Consider it the ultimate health twofer. A new Northwestern Medicine study shows the behaviors and risk factors that reduce the incidence of heart disease also substantially lower the risk of lung, breast, prostate and colon cancers by up to nearly 40 percent.
This is the first study to examine the effect of seven key healthy cardiovascular behaviors and risk factors on cancer incidence. Those seven measures include a healthy diet, plenty of physical activity, no smoking, healthy body weight and blood pressure and ideal levels of cholesterol and blood sugar.

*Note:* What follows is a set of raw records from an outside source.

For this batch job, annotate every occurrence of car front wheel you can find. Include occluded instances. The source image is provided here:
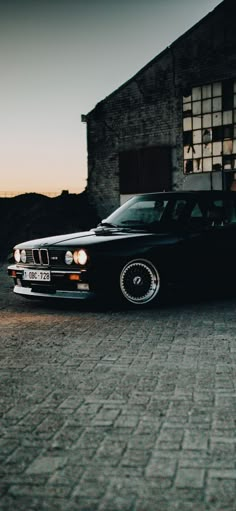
[120,259,160,305]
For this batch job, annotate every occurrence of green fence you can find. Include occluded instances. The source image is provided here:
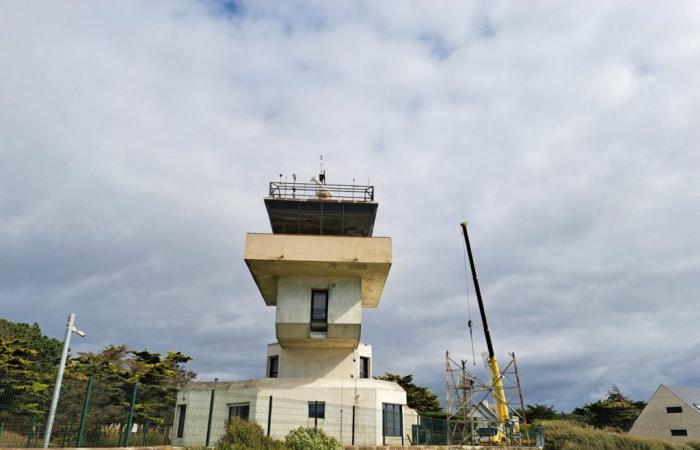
[0,378,174,448]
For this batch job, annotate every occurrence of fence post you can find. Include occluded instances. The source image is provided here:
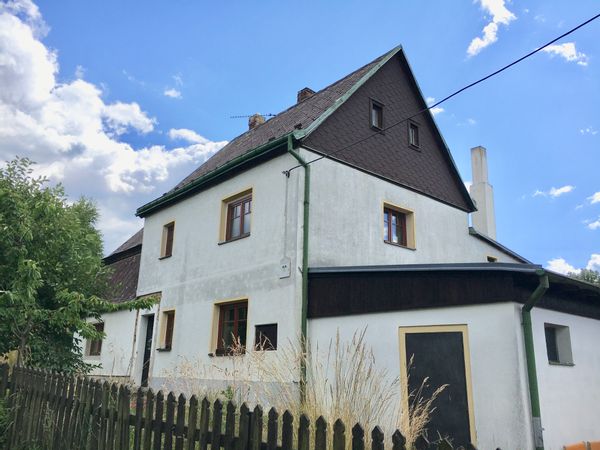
[175,394,186,450]
[371,427,384,450]
[281,410,294,450]
[333,419,346,450]
[392,430,406,450]
[267,408,279,450]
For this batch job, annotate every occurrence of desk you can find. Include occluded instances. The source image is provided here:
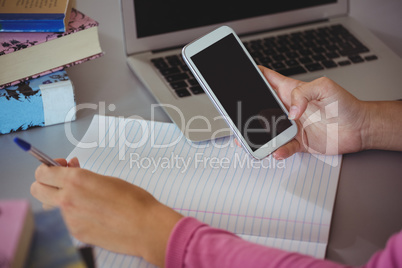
[0,0,402,265]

Having just one of them lowered the risk of cancer by 20 percent; and having five to seven of them cut the risk by almost 40 percent.
It’s known that some of these individual factors protect against cancer, but no one had ever looked at the cumulative effect of all seven, known as the American Heart Association’s (AHA) Life’s Simple 7.

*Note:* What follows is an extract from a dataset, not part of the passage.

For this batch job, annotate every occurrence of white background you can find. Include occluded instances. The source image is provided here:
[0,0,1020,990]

The research was presented Nov. 16 at the AHA Scientific Sessions 2011 in Orlando.
“It’s a big bonus that a healthy lifestyle not only protects you from cardiovascular disease but also helps you avoid cancer,” said lead investigator Laura Rasmussen-Torvik, PhD, an assistant professor of preventive medicine at Northwestern University Feinberg School of Medicine. “That awareness should provide extra motivation for people to adopt these behaviors. Even if we remove smoking from our score, we still see the overall beneficial effect.”
For the study, researchers looked at data from 13,360 participants from the Atherosclerosis Risk in Communities (ARIC) study, a community-based cohort.
The research was funded by the National Heart, Lung and Blood Institute.